Der Planet des Todes
Linien, die sich über die seitlichen Schirme schlängelten, verblaßten allmählich und verschmolzen mit dem phosphoreszierenden Hintergrund. Dafür trat auf dem mittleren Schirm immer deutlicher ein Lichtstreifen hervor.
„Lao Tsu ist drüben?“ fragte Chandrasekar, als ich geendet hatte. Plötzlich verstummte das Sausen des Stromes. Die Kontrollampen erloschen, die seitlichen Schirme wurden heller, und auf dem mittleren erstarrte eine steile, doppeltgekrümmte Kurve. Chandrasekars Augen funkelten. „Also doch periodisch!“ rief er.
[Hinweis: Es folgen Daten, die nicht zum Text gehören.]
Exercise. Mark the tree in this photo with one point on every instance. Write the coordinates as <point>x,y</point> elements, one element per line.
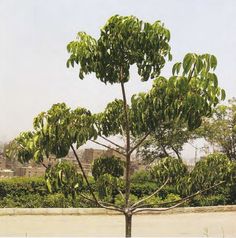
<point>220,129</point>
<point>63,177</point>
<point>107,165</point>
<point>189,94</point>
<point>167,140</point>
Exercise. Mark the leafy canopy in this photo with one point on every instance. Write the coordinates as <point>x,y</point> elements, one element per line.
<point>107,165</point>
<point>123,41</point>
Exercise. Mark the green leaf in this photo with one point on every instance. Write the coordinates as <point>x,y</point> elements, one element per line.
<point>213,61</point>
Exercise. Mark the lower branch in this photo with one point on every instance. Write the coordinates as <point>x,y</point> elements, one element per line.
<point>140,142</point>
<point>106,146</point>
<point>84,175</point>
<point>179,202</point>
<point>135,205</point>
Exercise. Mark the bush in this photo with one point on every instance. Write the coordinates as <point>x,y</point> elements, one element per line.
<point>120,201</point>
<point>20,186</point>
<point>211,200</point>
<point>141,176</point>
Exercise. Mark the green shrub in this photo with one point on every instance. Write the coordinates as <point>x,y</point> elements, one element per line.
<point>211,200</point>
<point>22,186</point>
<point>120,201</point>
<point>141,176</point>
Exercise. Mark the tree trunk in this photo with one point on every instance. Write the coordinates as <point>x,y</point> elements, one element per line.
<point>128,225</point>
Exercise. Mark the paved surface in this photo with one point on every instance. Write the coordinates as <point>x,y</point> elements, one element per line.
<point>217,224</point>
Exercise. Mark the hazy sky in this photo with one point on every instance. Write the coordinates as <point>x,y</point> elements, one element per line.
<point>34,35</point>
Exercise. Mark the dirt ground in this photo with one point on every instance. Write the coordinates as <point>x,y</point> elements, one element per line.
<point>217,224</point>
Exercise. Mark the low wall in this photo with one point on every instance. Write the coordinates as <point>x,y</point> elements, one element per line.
<point>101,211</point>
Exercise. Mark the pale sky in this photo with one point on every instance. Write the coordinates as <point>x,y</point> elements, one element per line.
<point>34,35</point>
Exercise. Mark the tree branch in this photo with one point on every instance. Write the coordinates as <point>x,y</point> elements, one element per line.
<point>127,132</point>
<point>106,146</point>
<point>146,198</point>
<point>108,140</point>
<point>84,175</point>
<point>101,204</point>
<point>140,142</point>
<point>180,201</point>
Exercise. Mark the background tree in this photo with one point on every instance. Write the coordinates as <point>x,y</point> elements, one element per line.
<point>189,94</point>
<point>63,177</point>
<point>167,140</point>
<point>220,129</point>
<point>107,165</point>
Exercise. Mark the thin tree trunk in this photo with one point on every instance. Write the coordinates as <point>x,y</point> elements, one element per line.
<point>128,224</point>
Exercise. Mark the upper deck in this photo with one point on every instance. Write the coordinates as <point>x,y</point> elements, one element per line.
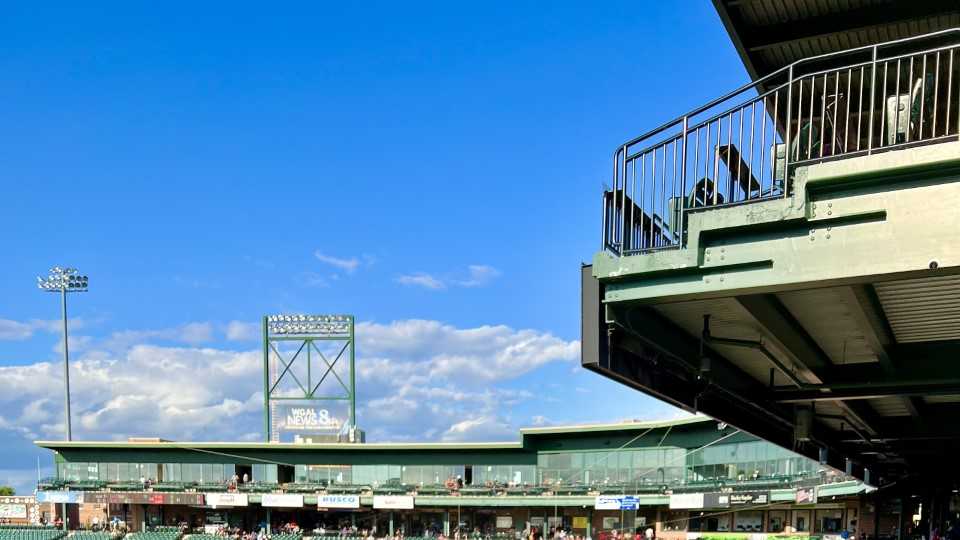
<point>784,257</point>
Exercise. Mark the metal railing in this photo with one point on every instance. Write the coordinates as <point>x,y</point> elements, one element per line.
<point>744,146</point>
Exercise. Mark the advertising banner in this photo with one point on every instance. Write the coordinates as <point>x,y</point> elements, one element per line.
<point>716,500</point>
<point>806,496</point>
<point>749,497</point>
<point>686,501</point>
<point>393,502</point>
<point>309,418</point>
<point>338,501</point>
<point>278,500</point>
<point>226,499</point>
<point>60,497</point>
<point>616,502</point>
<point>13,511</point>
<point>16,499</point>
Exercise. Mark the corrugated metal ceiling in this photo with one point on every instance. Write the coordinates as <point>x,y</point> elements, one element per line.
<point>924,309</point>
<point>815,27</point>
<point>825,315</point>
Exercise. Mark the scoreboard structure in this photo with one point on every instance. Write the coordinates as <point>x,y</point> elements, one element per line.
<point>309,379</point>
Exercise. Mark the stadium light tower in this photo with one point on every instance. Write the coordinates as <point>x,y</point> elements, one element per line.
<point>64,280</point>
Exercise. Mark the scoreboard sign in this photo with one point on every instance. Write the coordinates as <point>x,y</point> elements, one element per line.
<point>13,511</point>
Dann huschte ein blasses, um Verzeihung bittendes Lächeln über seine Lippen.
„Es muß Ihnen unmenschlich erscheinen, daß ich in dieser Situation …“
Er brach ab, schwankte, wich einen Schritt zurück und lehnte sich an die glänzende Seitenfläche des Pultes. Das Licht, das von oben herabfiel, beschien seine eingefallenen Schläfen und Wangen. Jetzt erst wurde mir bewußt, daß er in der letzten Zeit den Marax überhaupt nicht mehr verlassen hatte. Tag und Nacht leuchtete das rote Licht über der Kabinentür.
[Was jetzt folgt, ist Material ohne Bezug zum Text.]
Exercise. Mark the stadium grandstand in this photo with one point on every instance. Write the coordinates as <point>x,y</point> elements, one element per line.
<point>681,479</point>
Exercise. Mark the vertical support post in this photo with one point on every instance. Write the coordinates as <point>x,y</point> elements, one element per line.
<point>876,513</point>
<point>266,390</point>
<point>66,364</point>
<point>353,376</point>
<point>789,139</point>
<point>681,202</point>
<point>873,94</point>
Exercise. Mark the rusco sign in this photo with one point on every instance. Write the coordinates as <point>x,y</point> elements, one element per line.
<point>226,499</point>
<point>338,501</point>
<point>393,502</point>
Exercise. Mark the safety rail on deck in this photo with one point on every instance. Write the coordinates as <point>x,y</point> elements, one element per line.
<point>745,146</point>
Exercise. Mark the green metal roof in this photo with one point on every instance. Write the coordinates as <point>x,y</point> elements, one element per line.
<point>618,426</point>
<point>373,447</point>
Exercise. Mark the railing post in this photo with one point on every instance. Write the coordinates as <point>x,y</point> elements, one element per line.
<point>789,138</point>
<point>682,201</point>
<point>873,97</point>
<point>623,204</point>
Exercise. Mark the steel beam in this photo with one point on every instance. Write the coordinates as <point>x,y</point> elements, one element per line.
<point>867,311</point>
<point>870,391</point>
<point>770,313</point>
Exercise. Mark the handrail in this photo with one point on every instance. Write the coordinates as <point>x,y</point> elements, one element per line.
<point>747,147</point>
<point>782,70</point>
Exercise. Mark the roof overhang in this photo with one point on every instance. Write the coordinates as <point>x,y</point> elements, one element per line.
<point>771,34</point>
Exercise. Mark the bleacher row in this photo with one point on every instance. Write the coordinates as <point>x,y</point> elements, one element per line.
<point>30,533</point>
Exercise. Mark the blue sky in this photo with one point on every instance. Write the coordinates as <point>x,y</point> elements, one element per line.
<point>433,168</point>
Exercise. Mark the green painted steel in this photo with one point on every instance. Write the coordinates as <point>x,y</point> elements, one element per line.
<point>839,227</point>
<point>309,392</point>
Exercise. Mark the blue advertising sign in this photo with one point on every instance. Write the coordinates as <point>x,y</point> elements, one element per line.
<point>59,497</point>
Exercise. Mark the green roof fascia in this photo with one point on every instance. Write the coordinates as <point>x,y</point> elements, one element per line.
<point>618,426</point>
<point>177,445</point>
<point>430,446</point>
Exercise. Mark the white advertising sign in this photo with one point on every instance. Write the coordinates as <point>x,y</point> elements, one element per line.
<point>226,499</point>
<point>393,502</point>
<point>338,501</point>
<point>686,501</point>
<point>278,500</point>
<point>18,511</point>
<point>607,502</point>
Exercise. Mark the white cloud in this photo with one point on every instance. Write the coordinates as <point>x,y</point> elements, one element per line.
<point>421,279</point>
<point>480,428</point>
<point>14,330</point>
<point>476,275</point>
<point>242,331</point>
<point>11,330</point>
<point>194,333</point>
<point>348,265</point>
„Das macht nichts!“ sagte er. „Sie kehren zurück, wenn …“ Er vollendete den Satz nicht. „Wo ist Arsenjew?“
„Oben.“
„Möchten Sie ihn, bitte, hierherrufen? Sagen Sie, es sei sehr wichtig.“ Ich traf den Astronomen auf dem Oberdeck an. Über das Gravimeter gebeugt, verfolgte er gespannt die Ausschläge des Zeigers. Neben ihm zerfloß die säulenstarke weiße Lichtgarbe des Reflektors im dichten Dunst.
„Einstweilen wächst die Intensität nicht“, sagte Arsenjew leise, als hätte er mich nicht gehört. Ich wiederholte deshalb, daß ihn Chandrasekar bitte, hinunterzukommen. Plötzlich richtete er sich auf.
„So, ist es schon soweit? Nun, was ist es für eine?“
Ich verstand nicht, wonach er mich eigentlich fragte. Dann erinnerte ich mich an den Ausruf des Mathematikers und antwortet auf gut Glück: „Eine periodische.“
Ohne noch ein Wort zu verlieren, lief Arsenjew zur Schleuse.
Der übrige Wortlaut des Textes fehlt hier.